In December 2017, she opened The Modu Shop on côte d’Eich in Luxembourg City. “Modu means ‘all’ in Korean. I wanted to offer people a different shopping experience, where they can purchase something that ‘gives back’ in some way to society.” Amongst the items Amy sells are socks made by Conscious Step and Article 22 jewellery made by artisans in Laos from undetonated bombs.
Like Amy, Seungeun Park, or Semi to her friends, moved to Luxembourg with her partner. That was in 2007 and she began working in fintech, a popular sector for many South Koreans. Born in Seoul, Semi completed an MBA in Hamburg before moving to Luxembourg.
Unfortunately, due to the financial crisis of 2008, Semi lost her job and found herself in a similar situation to Amy.
“I became very depressed and did not know where I belonged or what to do in Luxembourg,” she explains. “I realised that I was missing that sense of community or belonging that so many expats experience. So, I began my French and Luxembourgish classes with zest, keen to make new friends and build a new life for myself.”
The Luxembourg government’s increasing interest in the fintech industry allowed Semi to open her own company Luxko in 2018. It supports Korean businesses coming to Luxembourg or Luxembourg companies wishing to break into the Korean market.
South Korea is renowned as one of the world’s most innovative countries and Semi supports this not only from a business perspective but by volunteering at the Korean School of Luxembourg, which meets on Saturday mornings in the premises of the International School of Luxembourg.

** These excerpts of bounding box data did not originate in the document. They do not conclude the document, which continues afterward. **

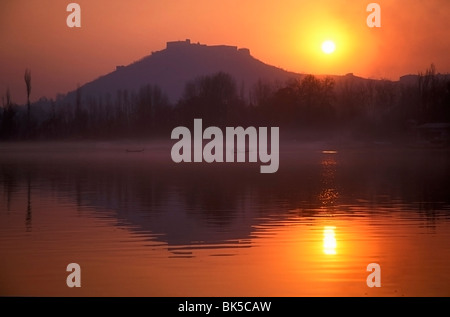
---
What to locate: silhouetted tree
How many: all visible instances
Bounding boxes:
[24,68,31,123]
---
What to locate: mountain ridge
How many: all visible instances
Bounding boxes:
[67,40,303,102]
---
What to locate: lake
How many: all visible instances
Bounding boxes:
[0,141,450,297]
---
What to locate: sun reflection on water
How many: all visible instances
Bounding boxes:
[323,226,337,255]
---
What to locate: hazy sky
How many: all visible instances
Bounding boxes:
[0,0,450,103]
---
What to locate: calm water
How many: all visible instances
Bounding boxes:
[0,142,450,296]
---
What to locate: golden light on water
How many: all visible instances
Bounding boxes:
[323,226,337,255]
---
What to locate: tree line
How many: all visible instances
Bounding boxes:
[0,65,450,140]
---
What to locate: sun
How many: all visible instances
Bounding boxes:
[322,40,336,54]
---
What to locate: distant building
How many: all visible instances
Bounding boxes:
[166,39,250,55]
[166,39,191,49]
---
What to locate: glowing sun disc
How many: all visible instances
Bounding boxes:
[322,41,336,54]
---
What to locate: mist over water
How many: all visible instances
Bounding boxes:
[0,141,450,296]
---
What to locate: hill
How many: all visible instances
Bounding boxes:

“At the moment, we only have around 40 members, but we hope to gain more interest from prospective teachers, students or sponsors, who see the potential in the South Korean market.”
Like Semi, Amy also had the need to build a social network in Luxembourg. She started the Facebook group, Asian Women’s Network of Luxembourg, hoping to meet a few like-minded individuals; now, they have over 300 members. “It’s nothing official,” Amy explains. “Just a bunch of us meet up once a month, usually for a food-related activity.”
You don’t need to be an Asian woman to join, an interest in Asia is enough. “One evening, a French lady joined us for a meal at a restaurant asking if she was at the right place for the Asian Women’s Network. You should have seen the look on the waiter’s face when she ordered her menu in perfect Cantonese.”
Both Amy and Semi believe that Luxembourg has an environment ripe for entrepreneurial spirit. “Yes, it’s small,” states Amy, “and there are disadvantages to that. However, the opportunity to create something unique, creative and progressive is definitely here. You just need to find your passion and market.”